Sounds like a plan! I like the card idea and will use that sometimes too.

Happy Busy Mama said...

You inspired me to look at grouping jobs as jurisdictions. However, some of my little ones could not say the big one, so we settled on areas. It does work well. The only job we split up is KP duty. Do you have sone person do it all or spread KP around?

No Ordinary Me said...

I agree with you on the "areas" besides rotating chore charts. I enjoyed what you shared.

mamamia said...

We have struggled along with the rotating job list for ages! I'm going to toss it in the bin with great pleasure and try some of your ideas!
I find that i'm just grabbing the nearest child and asking them to do what's needed right now, which can be grossly unfair for the teens who just stuck their head out their bedroom to chat while I'm cooking dinner, lol!
Thanks for the tips, I think we can incorporate them without too much trouble. :)

busymomof10 said...

On using Jurisdictions vs. Rotating Jobs:

We usually re-evaluate and re-assign jurisdictions as needed, once or twice a year.
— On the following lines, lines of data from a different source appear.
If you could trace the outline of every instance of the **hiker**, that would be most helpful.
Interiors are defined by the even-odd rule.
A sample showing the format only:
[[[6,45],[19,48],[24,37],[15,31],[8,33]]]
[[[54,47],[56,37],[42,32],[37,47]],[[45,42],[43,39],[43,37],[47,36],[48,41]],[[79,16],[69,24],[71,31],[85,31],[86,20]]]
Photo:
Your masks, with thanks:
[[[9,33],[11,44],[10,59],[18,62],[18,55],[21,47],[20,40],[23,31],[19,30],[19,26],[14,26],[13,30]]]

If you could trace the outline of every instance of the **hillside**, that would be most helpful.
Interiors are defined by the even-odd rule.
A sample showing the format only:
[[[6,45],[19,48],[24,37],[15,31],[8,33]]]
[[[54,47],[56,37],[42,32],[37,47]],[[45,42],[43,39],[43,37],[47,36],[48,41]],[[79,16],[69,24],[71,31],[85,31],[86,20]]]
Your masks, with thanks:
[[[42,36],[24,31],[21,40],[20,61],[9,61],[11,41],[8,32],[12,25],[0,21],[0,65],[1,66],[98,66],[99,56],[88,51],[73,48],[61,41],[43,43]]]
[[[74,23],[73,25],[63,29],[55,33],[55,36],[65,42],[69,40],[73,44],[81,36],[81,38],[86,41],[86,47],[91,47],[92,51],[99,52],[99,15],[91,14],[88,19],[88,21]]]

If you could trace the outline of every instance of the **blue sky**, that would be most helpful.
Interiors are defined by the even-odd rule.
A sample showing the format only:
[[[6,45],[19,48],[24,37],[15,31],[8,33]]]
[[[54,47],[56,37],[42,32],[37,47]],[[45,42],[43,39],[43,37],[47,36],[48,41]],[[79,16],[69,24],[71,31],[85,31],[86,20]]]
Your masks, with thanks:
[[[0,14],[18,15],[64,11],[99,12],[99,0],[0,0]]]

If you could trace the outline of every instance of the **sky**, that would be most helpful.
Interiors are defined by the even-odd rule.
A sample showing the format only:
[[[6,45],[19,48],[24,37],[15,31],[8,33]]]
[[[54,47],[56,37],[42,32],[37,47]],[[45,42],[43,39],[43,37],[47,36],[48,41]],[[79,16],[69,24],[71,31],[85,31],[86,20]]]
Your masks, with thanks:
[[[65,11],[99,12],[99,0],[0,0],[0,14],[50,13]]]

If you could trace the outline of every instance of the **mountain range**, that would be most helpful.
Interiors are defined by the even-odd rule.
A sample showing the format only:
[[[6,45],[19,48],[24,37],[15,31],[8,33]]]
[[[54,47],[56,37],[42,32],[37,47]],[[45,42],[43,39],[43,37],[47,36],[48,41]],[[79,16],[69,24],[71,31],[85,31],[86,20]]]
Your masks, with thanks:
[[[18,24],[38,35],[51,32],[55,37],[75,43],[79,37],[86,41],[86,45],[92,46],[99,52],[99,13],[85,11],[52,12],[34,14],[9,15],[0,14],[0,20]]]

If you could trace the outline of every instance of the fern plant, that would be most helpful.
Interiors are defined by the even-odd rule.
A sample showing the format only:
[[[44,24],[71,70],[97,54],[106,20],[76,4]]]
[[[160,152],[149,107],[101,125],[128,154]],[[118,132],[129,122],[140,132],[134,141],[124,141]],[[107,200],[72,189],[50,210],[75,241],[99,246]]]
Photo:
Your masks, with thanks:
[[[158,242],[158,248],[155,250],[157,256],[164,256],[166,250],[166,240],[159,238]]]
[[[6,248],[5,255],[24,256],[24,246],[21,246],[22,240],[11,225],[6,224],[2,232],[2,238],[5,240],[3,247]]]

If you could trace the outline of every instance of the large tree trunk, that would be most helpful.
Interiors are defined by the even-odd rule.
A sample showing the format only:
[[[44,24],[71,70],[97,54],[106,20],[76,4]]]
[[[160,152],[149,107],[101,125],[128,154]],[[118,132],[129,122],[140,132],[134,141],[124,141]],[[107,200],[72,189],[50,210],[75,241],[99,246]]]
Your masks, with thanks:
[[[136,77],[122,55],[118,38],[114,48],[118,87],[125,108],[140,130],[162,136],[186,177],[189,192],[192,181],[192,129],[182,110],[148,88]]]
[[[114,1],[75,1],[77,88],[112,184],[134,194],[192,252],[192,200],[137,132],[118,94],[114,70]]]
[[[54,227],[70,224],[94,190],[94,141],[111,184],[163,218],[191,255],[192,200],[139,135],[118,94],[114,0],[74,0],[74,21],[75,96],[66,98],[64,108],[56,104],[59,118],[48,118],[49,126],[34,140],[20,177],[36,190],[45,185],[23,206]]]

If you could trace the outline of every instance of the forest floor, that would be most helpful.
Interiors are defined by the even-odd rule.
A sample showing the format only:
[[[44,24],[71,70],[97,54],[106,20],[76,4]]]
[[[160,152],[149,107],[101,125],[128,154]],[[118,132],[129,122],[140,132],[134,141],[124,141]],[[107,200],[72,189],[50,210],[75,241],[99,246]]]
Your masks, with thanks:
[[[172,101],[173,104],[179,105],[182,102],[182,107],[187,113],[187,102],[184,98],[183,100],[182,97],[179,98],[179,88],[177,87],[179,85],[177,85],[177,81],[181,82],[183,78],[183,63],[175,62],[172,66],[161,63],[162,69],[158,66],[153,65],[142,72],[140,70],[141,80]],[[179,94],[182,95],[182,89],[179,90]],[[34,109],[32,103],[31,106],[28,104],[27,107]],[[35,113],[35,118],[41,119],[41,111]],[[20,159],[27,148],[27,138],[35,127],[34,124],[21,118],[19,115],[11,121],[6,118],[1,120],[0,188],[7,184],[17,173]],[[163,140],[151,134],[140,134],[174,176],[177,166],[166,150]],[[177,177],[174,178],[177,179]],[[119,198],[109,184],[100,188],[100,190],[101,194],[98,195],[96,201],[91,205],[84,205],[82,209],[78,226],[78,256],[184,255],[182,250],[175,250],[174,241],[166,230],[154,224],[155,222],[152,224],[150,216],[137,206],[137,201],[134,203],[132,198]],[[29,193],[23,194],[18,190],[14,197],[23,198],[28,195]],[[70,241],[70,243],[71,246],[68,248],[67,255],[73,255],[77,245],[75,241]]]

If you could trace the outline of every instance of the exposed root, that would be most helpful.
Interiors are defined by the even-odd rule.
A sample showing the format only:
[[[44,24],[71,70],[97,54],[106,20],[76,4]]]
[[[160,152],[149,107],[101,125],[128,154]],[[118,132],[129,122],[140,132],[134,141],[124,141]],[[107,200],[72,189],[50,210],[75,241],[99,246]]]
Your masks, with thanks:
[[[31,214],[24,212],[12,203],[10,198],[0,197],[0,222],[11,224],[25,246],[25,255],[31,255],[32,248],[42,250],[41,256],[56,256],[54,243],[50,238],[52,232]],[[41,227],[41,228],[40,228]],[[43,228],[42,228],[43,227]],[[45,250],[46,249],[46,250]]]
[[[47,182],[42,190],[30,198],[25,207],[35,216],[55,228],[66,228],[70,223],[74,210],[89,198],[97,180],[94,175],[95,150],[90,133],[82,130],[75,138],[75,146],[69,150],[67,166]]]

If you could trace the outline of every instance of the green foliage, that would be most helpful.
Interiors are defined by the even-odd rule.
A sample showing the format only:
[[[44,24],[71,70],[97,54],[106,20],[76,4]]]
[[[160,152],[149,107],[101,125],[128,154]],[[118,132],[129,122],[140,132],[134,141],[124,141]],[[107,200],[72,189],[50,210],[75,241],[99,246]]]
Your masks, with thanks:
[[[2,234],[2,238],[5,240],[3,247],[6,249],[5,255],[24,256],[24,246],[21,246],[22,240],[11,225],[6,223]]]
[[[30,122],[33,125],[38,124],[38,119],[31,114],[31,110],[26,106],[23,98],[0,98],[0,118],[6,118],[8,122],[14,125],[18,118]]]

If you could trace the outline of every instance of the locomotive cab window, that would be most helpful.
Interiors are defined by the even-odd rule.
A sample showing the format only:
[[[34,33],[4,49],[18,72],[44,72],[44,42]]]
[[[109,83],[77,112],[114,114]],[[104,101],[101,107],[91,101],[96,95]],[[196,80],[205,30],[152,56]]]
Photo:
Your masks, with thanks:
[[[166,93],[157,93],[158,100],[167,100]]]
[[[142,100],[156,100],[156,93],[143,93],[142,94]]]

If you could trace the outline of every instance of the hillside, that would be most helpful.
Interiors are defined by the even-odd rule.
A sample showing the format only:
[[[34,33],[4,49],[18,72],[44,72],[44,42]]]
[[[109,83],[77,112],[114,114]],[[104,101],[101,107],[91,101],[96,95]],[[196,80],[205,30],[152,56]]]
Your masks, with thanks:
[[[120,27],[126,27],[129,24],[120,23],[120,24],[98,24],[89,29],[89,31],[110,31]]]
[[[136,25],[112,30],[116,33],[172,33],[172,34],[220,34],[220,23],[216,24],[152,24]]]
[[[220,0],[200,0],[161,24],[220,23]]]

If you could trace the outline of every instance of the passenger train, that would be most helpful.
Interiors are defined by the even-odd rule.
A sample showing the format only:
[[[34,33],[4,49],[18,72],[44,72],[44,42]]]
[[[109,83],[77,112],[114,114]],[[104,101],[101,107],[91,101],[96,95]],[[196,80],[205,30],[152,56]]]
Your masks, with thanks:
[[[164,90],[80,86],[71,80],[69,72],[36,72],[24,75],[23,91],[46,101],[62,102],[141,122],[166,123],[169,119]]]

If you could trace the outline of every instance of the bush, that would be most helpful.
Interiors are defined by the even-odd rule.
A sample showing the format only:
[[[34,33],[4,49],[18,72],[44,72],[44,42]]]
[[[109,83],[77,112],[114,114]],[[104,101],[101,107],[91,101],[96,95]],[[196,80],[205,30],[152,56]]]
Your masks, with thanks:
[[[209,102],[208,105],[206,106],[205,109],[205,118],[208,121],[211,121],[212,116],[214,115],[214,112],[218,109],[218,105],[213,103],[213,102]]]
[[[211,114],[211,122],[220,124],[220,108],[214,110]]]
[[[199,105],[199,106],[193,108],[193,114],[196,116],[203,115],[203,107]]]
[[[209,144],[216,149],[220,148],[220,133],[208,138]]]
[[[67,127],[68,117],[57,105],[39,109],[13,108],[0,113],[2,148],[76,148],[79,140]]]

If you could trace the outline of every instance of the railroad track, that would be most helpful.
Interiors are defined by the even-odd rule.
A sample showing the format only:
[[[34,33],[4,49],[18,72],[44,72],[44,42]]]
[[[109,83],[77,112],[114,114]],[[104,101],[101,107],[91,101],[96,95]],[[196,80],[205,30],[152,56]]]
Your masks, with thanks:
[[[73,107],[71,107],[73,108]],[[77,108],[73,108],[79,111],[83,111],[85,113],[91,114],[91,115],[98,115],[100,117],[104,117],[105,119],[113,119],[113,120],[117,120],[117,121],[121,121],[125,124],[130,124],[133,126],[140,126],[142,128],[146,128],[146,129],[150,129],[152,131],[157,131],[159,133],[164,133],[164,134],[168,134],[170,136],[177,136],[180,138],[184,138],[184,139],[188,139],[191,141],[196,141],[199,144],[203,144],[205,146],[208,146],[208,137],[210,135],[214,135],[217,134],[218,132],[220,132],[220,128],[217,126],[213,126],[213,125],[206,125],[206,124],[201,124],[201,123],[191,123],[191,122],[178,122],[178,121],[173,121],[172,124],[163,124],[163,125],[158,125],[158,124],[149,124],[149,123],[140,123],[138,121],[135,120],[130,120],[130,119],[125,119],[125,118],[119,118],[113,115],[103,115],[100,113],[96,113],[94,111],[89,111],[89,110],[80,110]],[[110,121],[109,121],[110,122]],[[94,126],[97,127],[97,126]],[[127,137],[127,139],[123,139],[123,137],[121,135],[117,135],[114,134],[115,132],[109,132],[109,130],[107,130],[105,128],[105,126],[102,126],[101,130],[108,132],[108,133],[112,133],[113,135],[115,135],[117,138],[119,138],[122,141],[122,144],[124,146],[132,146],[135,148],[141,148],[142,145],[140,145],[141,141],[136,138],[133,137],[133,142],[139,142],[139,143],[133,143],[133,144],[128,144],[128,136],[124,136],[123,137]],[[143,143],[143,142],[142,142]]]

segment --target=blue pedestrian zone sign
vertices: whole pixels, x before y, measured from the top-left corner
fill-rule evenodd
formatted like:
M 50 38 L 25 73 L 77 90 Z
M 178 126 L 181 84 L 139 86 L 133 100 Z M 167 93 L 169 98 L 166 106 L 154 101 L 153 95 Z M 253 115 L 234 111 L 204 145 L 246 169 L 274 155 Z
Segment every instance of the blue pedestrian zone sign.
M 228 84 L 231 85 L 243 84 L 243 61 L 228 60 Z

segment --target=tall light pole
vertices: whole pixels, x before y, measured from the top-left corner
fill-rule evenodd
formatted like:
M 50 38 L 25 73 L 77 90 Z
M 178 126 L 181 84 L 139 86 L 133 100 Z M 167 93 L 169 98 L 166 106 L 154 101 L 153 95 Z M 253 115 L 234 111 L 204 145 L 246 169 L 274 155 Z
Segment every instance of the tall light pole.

Before the start of a new school year is a natural time. This allows your children to really master one area, before moving on.

It also teaches them to see the bigger picture -- to enter a room and learn to SEE the things that need done in it!

It also prevents the problems that come from one child's job depending on another's -- such as "I can't vacuum the carpet, because he didn't pick up the toys." OR "I can't mop because she hasn't swept yet."

For young children, I give a smaller, less important room or an area of responsibility such as being in charge of all the trash or the recylcing, etc.


busymomof10 said...

KP -- Maybe that should be an All in a Day post of its own!

Right now, we attack it as a team -- usually me and the youngest kids (I'm looking for a name for the younger half, like maybe "The Fantastic FIve?") or whoever else is around and can be coerced into helping! It goes back to your algebra equation . . . .

TheyCallMeMom said...

We actually do the rotating chores here. I made a wheel and paired up the children. Every morning the wheel turns and the 12 set chores are divided among 4 chore teams. This makes so each team has each chore for a three day span. The children and I can glance at the wheel to know who's job is what and there are no charts to keep making. This one is laminated on the bulletin board above the kitchen table. It has really made things stream line. When we do weekly chores we work as a team tacking each room as a group, each with individual jobs. We do this on a need-to-do basis.

Ms. Sigurdson said...

When I have several young children at home, and many jobs that need to be done quickly, motivation can be an issue. One day, out of frustration, mostly, I wrote each job on lined paper, and cut the paper into strips- one for each job. I put some random fun jobs on the papers, too- eat a marshmallow, or take a 15 minute break. I put the jobs into a cup, and said, you need to do the same number of jobs as your age. Somehow, picking the jobs randomly kept the kids motivated! It also freed me up to supervise everyone or help with a hard job. We use this every time there's a lot to clean and attitudes are less than enthusiastic.

oswaldo thomas said...

I do love cleaning my house for my family. But of course, If the room or the house is so dirty I think I may be needing their help.